Warning: web design-related quasi-wankery ahead.

I’ve been thinking about redesigning smerpology.org — specifically my blog — for quite some time now. However, like many things, I have not taken the time to make it happen. While I know (X)HTML and CSS pretty darn well, I’m not a design guru. The last time I tried to pull off a redesign, I got halfway done with it and stopped. The result is what you are looking at, provided you are actually visiting my site and not just reading the feed.

In some ways, I like the current design. Specifically, I like the “titles-on-the-left-side-aligned-with-the-text-in-the-center”. I was trying to emulate a page in a book with the side notes for section headings. I came up with this on my own, and felt pretty good about it. It took me a while to get it to look right on all browsers, but I did it.

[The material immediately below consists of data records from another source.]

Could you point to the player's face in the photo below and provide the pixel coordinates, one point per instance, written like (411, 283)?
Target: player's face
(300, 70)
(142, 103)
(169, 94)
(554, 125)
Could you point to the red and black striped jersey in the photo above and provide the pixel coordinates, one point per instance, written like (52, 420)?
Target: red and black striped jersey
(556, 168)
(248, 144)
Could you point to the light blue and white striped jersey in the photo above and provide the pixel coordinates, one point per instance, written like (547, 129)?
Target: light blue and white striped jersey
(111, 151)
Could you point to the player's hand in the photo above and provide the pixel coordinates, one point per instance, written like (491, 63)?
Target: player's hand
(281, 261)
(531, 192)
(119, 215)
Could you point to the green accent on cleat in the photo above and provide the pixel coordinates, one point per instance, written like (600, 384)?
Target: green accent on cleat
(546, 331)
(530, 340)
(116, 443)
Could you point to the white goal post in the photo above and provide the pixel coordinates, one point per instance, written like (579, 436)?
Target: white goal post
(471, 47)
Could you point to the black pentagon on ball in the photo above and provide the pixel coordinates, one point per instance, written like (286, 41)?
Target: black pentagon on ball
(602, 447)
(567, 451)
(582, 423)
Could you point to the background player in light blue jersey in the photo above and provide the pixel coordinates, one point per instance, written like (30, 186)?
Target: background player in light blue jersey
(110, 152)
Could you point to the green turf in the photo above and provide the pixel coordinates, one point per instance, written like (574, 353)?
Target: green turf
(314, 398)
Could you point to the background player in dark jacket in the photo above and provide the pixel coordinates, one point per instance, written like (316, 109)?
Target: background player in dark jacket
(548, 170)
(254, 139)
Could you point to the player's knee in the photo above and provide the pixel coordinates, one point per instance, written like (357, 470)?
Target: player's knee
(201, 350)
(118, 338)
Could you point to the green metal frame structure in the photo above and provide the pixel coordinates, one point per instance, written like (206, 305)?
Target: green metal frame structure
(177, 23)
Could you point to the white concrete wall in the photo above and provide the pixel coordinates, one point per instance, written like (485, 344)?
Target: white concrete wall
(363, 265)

But, due to laziness, I never got around to doing any more than the look and feel itself. I failed to complete the implementation of the site’s navigation. There was (and still is) no about page, no links to categories, no search. Not even a stinking “previous posts” link. And I’m not at all happy with the form used to enter comments, nor am I happy with the comments section’s look and feel. And while I like my site’s heading graphic, I’m not happy about the way it just floats in space.

So, there I was musing that I should just start over when I encountered this post over at Daring Fireball. This freaked me out a bit, as reading it gave me more than a little sense of déja vù. Yes, I could relate to Joe Trotter’s feelings about Wordpress — or, more specifically, the ubiquitous Wordpress default themes1. Yes, I agreed with Gruber that the only real way to stand out in the online world was to do the damn design yourself.

But, more importantly, a good blog design isn’t anything without good content2. I don’t read Gruber’s (or anyone else’s) blog simply because they are well-designed. I read them because the content has a high signal-to-noise ratio. The fact that some of them happen to be well-designed is a bonus.

At any rate, it’s time for me to reconsider starting over.

1 One more blue box above white text and I’m going to hurl. That theme is like the blogging equivalent of Comic Sans.

2 c.f. “Personality goes a long way” argument in Pulp Fiction.